Walker et al report that cardiotrophin (CT-1) signals through gp130 and the LIF receptor is expressed in osteoclasts and increases osteoblast activity and mineralization in vitro and in vivo. In neonate CT-1(-/-) mice, low bone mass associated with reduced osteoblasts and many large osteoclasts, but increased cartilage remnants within the bone suggest impaired resorption. Cultured marrow from CT-1(-/-) mice generated osteoclasts and mineralized poorly. As the CT-1(-/-) mice aged, the reduced osteoblast surface (ObS/BS) was no longer detected, but impaired bone resorption continued resulting in an osteopetrotic phenotype. CT-1 is an osteoclast-derived stimulus of bone formation and resorption. J Bone Miner Res 2008;23:2025-32

CatK knockout

Pennypacker et al report that CatK null mice have osteopetrosis. CatK (-/-) mice had less lamellar cortical bone.
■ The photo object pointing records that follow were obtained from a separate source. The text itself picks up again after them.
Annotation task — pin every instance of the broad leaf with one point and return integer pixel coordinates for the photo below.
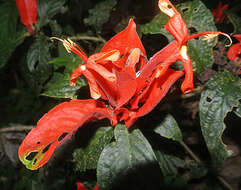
(47, 9)
(100, 14)
(38, 54)
(10, 37)
(221, 95)
(169, 128)
(130, 158)
(235, 20)
(87, 157)
(198, 19)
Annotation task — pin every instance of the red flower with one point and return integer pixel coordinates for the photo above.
(80, 186)
(218, 13)
(119, 75)
(28, 13)
(234, 52)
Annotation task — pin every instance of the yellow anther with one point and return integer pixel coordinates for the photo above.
(183, 52)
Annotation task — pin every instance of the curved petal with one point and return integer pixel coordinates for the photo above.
(125, 40)
(57, 126)
(28, 13)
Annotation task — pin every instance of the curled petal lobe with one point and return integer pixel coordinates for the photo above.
(28, 13)
(57, 126)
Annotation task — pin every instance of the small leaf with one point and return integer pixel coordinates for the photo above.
(130, 158)
(38, 53)
(48, 9)
(221, 95)
(169, 128)
(10, 37)
(235, 20)
(87, 157)
(100, 14)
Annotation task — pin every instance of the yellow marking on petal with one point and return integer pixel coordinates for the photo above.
(164, 7)
(183, 52)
Higher bone volume, trabecular thickness, and trabecular number were observed at the distal femur with a smaller marrow cavity a sign of decreased endocortical resorption. Bone 2009;44:199-207

Note from the Editor

The purpose of Progress in Osteoporosis is to provide the reader with a summary of the most important literature published in the preceding three to four months in the field of osteoporosis. Most reviews and original research are cited. In addition, summaries and figures are provided for readers who may not have easy access to all the specialist literature. The summaries are based on the contents of abstracts, which have been abbreviated to concisely convey the main theme. The contents of the abstracts and figures should be used only as a means of directing the reader to the original literature and should not be quoted verbatim or cited as a reference. The opinions expressed in the Overview are my own and do not necessarily reflect those of the International Osteoporosis Foundation.